12. The method recited in claim 10 wherein, when the output signal is scaled through the first scaling step, the first scale factor is a product of a fourth scale factor and a fifth scale factor, the fourth scale factor being a function of a reciprocal value of average power of the output signal increased by a first adjustment value corresponding to the first adjustment parameter, and the fifth scale factor being a function of a reciprocal value of a total time duration during which power of the output signal is greater than or equal to the threshold value increased by a first adjustment value corresponding to the second adjustment parameter.

13. The method recited in claim 9 wherein the first scale factor is a function of the first power-related parameter increased by a value corresponding to a third adjustment parameter.

14. The method recited in claim 13 wherein the second scale factor is derived from the first scale factor, the first and second power-related parameters are the same, and the second and third adjustment parameters are the same.

15. The method recited in claim 13 wherein the first power-related parameter comprises a component reflective of average power of the output signal increased by an adjustment value responsive to the third adjustment parameter.

16. The method recited in claim 15 further comprising the step of increasing said adjustment value by adding a noise signal having an average power, corresponding to the third adjustment parameter, to the output signal.

17. The method recited in claim 13 wherein the first scaling step comprises the step of scaling the reference signal by applying a third scale factor which is derived from the reference signal and in response to the first adjustment parameter.

18. The method recited in claim 9 wherein, when the second scaling step is performed on the first scaled signal, the second scaling step is performed as part of the first scaling step.

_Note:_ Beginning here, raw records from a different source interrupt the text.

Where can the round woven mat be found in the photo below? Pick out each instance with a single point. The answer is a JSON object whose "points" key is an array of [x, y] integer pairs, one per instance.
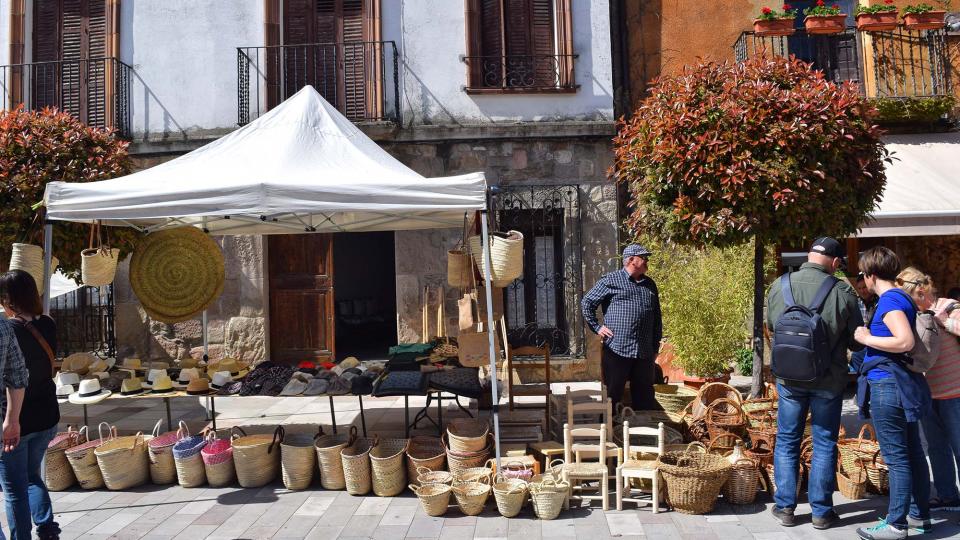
{"points": [[176, 273]]}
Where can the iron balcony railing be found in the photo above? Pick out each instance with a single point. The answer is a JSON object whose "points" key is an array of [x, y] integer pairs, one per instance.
{"points": [[96, 90], [360, 78], [896, 64], [521, 73]]}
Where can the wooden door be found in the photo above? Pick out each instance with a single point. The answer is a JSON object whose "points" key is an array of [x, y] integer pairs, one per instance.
{"points": [[301, 297]]}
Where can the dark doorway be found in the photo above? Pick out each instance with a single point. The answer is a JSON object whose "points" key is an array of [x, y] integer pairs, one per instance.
{"points": [[366, 294]]}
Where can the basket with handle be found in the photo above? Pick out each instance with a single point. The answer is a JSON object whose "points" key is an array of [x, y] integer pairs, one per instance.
{"points": [[186, 455], [256, 457], [510, 494], [57, 473], [217, 458], [356, 466], [124, 462], [434, 498], [387, 470], [328, 449], [83, 461], [163, 469], [298, 459]]}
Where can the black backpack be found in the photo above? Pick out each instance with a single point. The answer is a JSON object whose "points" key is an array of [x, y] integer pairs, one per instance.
{"points": [[801, 348]]}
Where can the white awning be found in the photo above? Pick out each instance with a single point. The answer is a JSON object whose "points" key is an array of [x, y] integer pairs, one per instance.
{"points": [[301, 167], [922, 197]]}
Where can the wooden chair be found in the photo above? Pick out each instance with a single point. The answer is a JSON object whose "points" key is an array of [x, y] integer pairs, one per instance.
{"points": [[575, 470], [643, 466], [530, 389]]}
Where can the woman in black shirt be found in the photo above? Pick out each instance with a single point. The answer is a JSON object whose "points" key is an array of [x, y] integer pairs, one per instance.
{"points": [[25, 494]]}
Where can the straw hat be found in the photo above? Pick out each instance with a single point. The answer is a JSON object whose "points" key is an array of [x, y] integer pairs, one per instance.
{"points": [[89, 392], [162, 384], [176, 273], [131, 387]]}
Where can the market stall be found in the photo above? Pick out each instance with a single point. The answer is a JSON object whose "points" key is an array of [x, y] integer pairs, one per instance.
{"points": [[301, 168]]}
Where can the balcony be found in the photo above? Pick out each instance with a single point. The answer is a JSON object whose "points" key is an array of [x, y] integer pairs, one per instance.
{"points": [[895, 64], [360, 78], [96, 91], [530, 73]]}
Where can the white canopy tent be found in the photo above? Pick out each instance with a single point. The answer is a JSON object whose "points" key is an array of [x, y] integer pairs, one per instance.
{"points": [[922, 196], [301, 168]]}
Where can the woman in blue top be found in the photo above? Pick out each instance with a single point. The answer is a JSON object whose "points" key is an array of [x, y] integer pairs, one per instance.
{"points": [[895, 397]]}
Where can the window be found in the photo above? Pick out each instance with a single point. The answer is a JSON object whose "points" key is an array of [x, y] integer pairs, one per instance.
{"points": [[519, 46]]}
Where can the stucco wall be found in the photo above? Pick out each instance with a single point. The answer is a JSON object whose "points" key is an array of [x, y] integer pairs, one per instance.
{"points": [[184, 59]]}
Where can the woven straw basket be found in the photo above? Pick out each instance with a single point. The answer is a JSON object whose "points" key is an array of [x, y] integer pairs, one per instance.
{"points": [[124, 462], [328, 449], [297, 460], [189, 462], [57, 474], [256, 457], [163, 470], [356, 466], [434, 498], [29, 258], [388, 473], [506, 257], [83, 461], [425, 453], [98, 266], [217, 458]]}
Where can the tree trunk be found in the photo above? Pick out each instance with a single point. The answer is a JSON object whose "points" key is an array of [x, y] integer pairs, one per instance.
{"points": [[756, 388]]}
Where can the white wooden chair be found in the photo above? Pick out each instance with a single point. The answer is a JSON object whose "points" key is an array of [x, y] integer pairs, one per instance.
{"points": [[576, 471], [644, 465]]}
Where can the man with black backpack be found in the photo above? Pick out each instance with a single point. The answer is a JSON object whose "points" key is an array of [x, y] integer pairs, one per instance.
{"points": [[812, 316]]}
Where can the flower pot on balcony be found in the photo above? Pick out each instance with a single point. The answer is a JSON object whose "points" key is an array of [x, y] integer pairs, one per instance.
{"points": [[825, 24], [883, 21], [931, 20], [773, 27]]}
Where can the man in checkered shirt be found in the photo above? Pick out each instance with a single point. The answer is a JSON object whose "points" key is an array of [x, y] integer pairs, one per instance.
{"points": [[15, 377], [632, 327]]}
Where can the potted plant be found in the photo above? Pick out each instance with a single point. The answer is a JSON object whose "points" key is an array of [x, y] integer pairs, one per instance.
{"points": [[878, 18], [824, 19], [923, 17], [775, 23]]}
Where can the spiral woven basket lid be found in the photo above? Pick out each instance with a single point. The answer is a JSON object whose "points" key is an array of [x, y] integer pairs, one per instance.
{"points": [[176, 273]]}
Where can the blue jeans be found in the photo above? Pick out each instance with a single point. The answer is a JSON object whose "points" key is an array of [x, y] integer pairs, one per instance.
{"points": [[902, 451], [825, 407], [24, 492], [942, 431]]}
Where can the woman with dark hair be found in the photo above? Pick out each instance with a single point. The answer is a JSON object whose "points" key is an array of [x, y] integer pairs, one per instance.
{"points": [[895, 397], [25, 494]]}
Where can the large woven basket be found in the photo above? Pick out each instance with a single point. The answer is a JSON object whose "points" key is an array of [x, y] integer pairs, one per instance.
{"points": [[466, 435], [425, 452], [434, 498], [328, 456], [510, 494], [83, 461], [387, 469], [256, 457], [356, 466], [217, 458], [57, 473], [506, 256], [693, 480], [186, 455], [471, 497], [298, 460], [124, 462]]}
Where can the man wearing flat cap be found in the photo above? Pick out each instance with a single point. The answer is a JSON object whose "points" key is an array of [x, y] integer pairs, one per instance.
{"points": [[631, 330]]}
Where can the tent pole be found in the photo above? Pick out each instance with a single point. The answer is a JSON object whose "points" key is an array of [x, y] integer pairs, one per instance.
{"points": [[491, 333], [47, 262]]}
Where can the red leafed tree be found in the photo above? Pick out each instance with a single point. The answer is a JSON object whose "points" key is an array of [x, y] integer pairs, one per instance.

19. The method recited in claim 9 wherein the first power-related parameter reflects a total time duration during which power of the output signal is equal to or greater than a predefined threshold value.

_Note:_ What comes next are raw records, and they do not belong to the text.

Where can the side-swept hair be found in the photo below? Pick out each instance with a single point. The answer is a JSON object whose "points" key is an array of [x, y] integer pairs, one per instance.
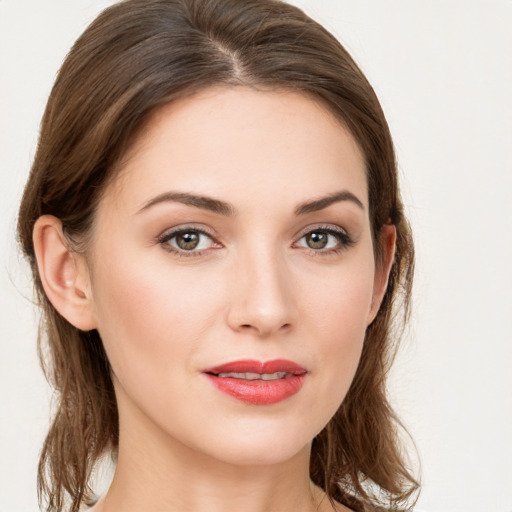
{"points": [[141, 54]]}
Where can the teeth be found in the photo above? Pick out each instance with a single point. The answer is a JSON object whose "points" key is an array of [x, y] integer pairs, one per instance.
{"points": [[254, 376]]}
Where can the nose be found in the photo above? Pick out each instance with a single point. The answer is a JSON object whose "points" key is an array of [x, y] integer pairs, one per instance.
{"points": [[262, 296]]}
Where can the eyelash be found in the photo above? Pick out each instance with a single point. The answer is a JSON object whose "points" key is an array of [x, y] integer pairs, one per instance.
{"points": [[345, 241]]}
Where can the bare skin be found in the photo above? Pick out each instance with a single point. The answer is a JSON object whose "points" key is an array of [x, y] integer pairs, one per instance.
{"points": [[258, 285]]}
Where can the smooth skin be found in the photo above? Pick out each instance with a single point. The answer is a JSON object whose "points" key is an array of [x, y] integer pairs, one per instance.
{"points": [[211, 246]]}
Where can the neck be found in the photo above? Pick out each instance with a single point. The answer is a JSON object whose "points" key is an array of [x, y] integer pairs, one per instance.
{"points": [[157, 473]]}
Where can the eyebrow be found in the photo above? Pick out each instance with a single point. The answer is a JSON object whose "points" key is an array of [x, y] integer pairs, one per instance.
{"points": [[223, 208], [203, 202]]}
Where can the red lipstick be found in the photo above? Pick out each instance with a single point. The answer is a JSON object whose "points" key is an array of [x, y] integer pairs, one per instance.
{"points": [[256, 382]]}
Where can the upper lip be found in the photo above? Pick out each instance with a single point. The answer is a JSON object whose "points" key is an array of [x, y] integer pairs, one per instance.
{"points": [[261, 367]]}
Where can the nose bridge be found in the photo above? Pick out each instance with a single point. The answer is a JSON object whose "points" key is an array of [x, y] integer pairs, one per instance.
{"points": [[262, 295]]}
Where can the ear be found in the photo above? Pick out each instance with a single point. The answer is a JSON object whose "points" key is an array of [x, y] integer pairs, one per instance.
{"points": [[64, 274], [387, 240]]}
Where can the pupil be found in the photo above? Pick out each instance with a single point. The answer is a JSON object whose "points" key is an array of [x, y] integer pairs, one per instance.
{"points": [[317, 240], [187, 241]]}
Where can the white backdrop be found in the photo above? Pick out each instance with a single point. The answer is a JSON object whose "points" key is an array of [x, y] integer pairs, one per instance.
{"points": [[443, 72]]}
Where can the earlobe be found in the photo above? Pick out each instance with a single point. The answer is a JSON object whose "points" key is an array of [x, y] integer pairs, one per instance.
{"points": [[383, 268], [63, 273]]}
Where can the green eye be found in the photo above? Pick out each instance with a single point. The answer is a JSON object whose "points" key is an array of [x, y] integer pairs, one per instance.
{"points": [[317, 240], [187, 240], [325, 240]]}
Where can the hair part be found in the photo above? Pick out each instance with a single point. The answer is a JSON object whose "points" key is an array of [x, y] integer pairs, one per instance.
{"points": [[135, 57]]}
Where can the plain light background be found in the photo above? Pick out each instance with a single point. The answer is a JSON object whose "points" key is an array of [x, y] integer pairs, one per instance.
{"points": [[443, 72]]}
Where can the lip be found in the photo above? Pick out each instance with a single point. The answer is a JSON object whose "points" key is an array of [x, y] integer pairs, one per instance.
{"points": [[258, 392]]}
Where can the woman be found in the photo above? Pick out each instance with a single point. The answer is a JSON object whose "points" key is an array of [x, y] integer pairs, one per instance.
{"points": [[219, 247]]}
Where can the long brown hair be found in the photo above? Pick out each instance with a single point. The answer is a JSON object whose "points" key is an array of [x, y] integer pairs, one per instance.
{"points": [[136, 56]]}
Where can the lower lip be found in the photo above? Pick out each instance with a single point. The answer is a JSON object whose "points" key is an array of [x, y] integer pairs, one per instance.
{"points": [[259, 392]]}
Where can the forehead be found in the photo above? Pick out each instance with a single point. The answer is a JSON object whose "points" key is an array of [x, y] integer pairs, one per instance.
{"points": [[240, 144]]}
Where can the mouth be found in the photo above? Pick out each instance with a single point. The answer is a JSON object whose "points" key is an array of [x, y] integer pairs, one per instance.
{"points": [[256, 382]]}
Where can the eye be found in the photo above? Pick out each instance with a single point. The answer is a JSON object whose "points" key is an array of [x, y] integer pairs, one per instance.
{"points": [[325, 240], [187, 240]]}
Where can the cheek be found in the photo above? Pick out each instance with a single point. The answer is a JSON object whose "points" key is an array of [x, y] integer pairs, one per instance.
{"points": [[336, 315], [150, 316]]}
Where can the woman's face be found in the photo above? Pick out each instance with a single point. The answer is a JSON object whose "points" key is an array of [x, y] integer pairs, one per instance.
{"points": [[237, 233]]}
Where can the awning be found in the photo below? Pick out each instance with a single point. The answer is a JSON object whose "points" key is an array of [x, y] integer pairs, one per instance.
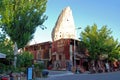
{"points": [[2, 55]]}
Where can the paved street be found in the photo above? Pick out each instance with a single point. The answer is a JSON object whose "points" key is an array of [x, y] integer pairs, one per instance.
{"points": [[84, 76]]}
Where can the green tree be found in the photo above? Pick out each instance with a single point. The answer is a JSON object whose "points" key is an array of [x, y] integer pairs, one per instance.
{"points": [[19, 19], [99, 41]]}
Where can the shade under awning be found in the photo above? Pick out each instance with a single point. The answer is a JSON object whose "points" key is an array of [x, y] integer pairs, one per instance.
{"points": [[2, 55]]}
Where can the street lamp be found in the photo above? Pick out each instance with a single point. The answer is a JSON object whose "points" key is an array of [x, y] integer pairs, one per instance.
{"points": [[75, 47]]}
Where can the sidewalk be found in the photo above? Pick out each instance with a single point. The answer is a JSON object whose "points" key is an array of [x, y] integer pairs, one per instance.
{"points": [[59, 73]]}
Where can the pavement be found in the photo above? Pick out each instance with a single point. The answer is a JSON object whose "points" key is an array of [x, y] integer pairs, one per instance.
{"points": [[59, 73]]}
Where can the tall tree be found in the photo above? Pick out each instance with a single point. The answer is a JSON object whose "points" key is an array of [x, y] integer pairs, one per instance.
{"points": [[19, 18], [99, 41]]}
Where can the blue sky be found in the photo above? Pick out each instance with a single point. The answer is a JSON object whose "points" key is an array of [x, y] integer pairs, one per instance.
{"points": [[85, 12]]}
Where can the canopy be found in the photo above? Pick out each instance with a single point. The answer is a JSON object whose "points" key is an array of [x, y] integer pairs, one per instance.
{"points": [[2, 55]]}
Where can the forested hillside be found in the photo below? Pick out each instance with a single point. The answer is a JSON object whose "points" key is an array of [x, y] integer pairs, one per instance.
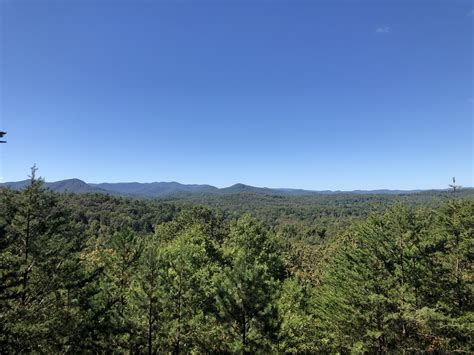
{"points": [[103, 274]]}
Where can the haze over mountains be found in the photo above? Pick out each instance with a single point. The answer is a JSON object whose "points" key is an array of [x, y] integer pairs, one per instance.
{"points": [[165, 189]]}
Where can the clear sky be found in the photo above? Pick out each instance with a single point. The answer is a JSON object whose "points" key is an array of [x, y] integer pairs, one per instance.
{"points": [[304, 94]]}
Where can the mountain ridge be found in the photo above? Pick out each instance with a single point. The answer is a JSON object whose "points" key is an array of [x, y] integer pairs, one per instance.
{"points": [[165, 189]]}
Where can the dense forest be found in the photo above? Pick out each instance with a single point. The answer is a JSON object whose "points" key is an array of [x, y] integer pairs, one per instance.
{"points": [[94, 273]]}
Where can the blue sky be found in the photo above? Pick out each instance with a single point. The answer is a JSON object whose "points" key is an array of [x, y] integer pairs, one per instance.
{"points": [[305, 94]]}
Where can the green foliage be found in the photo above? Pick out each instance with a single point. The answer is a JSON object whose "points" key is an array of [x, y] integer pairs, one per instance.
{"points": [[101, 274]]}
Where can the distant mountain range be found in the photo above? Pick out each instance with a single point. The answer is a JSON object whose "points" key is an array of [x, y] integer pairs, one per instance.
{"points": [[166, 189]]}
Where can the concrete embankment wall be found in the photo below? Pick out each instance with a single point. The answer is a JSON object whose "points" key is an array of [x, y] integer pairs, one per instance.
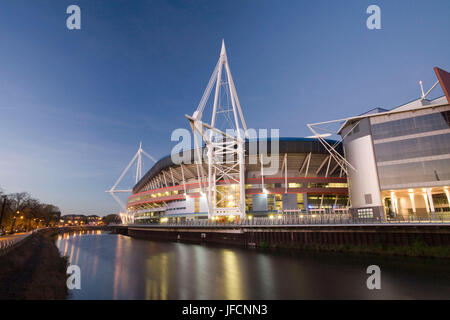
{"points": [[293, 236]]}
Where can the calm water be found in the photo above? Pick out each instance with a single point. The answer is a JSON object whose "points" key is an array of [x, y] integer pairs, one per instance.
{"points": [[119, 267]]}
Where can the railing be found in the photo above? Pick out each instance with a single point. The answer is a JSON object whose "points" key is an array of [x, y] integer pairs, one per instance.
{"points": [[322, 219], [7, 243]]}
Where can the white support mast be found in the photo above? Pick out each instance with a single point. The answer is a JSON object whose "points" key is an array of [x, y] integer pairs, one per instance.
{"points": [[137, 158], [225, 152]]}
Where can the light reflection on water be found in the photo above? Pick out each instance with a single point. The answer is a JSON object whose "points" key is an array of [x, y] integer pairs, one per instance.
{"points": [[120, 267]]}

20. The method recited in claim 19 wherein the total time duration in said first power-related parameter is reflected by a total number of time frames during which the power of the output signal is at least equal to the threshold value.

21. The method recited in claim 9 wherein the first power-related parameter comprises an instantaneous value, of power of the output signal, increased by an adjustment value corresponding to the first adjustment parameter.

22. The method recited in claim 21 wherein a global version of the second scale factor is applied to at least one of the differential and quality signals.

23. The method recited in claim 21 wherein the second scaling step is combined with a third scaling step by applying a third scale factor, derived from the first scale factor, to said one of the differential and the quality signals.